Suvorexant for the treatment of insomnia in patients with Alzheimer’s disease

To the Editor

Orexin, a neuropeptide produced by the lateral hypothalamic neurons, contributes to the regulation of the sleep–wake cycle by increasing arousal levels and maintaining wakefulness. Suvorexant is the newest orexin-receptor antagonist (Sakurai et al., 1998). It has been reported that patients with moderate to severe Alzheimer’s disease (AD) present with higher mean orexin levels and more impaired nocturnal sleep (Liguori et al., 2014). We conducted a 4-week, prospective, structured clinical trial to determine the efficacy, side effects and tolerability of suvorexant for the treatment of insomnia in patients with AD.

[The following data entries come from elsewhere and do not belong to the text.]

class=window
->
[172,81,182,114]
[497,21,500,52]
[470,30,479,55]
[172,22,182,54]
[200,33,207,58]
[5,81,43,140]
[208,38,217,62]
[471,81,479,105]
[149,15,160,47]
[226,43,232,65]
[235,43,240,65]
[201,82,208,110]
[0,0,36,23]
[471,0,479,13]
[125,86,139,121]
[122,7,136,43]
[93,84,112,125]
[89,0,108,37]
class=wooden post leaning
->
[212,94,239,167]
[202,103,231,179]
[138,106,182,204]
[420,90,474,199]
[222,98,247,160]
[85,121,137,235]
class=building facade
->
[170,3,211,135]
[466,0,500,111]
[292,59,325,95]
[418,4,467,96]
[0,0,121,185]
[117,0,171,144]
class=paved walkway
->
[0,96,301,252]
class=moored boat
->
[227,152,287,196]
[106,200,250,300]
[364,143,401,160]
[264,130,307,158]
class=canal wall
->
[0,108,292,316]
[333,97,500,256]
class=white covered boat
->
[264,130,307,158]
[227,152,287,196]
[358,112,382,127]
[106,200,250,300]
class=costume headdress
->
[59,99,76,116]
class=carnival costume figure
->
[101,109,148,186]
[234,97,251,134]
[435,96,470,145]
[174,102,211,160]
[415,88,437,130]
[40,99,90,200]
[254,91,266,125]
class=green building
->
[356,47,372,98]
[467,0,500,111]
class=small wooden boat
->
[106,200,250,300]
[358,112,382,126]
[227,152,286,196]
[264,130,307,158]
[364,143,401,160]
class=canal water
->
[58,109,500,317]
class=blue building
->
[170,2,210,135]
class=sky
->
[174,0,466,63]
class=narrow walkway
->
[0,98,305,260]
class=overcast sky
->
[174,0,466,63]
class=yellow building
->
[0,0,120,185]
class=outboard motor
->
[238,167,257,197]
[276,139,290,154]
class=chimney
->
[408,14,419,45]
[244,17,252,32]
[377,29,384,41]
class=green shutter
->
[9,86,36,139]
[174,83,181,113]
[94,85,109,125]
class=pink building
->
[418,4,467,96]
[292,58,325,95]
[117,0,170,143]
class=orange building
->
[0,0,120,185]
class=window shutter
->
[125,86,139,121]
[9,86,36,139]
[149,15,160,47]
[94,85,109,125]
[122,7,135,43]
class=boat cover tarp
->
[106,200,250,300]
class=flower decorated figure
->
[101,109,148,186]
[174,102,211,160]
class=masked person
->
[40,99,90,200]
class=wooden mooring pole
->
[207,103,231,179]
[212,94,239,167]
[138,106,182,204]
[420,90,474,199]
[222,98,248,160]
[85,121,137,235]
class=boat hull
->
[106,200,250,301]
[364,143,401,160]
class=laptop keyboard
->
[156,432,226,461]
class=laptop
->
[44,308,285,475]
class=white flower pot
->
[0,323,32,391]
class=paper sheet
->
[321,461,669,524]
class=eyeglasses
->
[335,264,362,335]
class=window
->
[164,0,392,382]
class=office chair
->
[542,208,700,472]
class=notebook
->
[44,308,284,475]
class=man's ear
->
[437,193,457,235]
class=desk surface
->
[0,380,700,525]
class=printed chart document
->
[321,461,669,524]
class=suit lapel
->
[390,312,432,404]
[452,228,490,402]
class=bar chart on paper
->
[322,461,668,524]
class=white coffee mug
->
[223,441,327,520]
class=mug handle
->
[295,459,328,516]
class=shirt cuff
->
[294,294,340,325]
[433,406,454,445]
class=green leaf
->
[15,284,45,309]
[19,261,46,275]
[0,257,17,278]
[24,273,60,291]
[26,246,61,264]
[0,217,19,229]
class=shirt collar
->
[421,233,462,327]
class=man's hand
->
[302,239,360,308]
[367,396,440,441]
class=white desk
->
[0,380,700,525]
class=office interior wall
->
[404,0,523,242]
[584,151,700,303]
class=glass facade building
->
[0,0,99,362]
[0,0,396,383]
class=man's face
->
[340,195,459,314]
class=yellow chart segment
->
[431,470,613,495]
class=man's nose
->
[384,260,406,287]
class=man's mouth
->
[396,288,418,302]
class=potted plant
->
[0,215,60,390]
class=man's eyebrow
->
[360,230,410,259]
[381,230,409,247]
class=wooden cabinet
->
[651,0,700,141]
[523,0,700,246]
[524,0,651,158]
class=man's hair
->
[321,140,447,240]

In total, six consecutive patients with AD (five females and one male, mean age, 87.5 ± 7.09 years) presenting with insomnia, monologue and screaming were enrolled. Patients were not allowed to have changed drugs within 2 weeks before inclusion in the study. Dementia due to AD was diagnosed using the criteria of the International Classification of Diseases, Tenth Revision (Code F00.1). Insomnia was defined as the difficulty in sleeping more than 4 hours continuously in one night and on more than three nights a week. After explaining the study to patients and caregivers, written informed consent was obtained.

Treatment was initiated with a suvorexant dose starting at 15 mg, and the dose was increased to 20 mg as needed. The patients were evaluated at baseline and in weeks 1, 2, 3 and 4. Cognitive functions, activities of daily living scores, and behavioral and psychological symptoms of dementia were determined by the Mini Mental State Examination (MMSE), Physical Self-Maintenance Scale (PSMS) (Lawton and Brody, 1969) and Neuropsychiatric Inventory (NPI). With regard to side effects, we specifically monitored patients for somnolence, headache and weakness during the follow-up period.

All patients completed the clinical trial, and by completion, all of them were able to sleep continuously for 6 hours per night. The suvorexant dose at the end-point was 15 mg in one patient and 20 mg in five patients. The mean baseline scores (with the overall changes by the study end-point) for the MMSE and PSMS were 5.7 ± 5.89 (−0.8 ± 1.17) and 10.8 ± 5.53 (−0.33 ± 0.82), respectively. The mean changes in NPI scores ranged from −1.17 to 1.0 points. The improvements without insomnia were not observed. No side effects were observed during the follow-up period.

The results of this study indicate that suvorexant has adequate efficacy for the treatment of insomnia in patients with AD.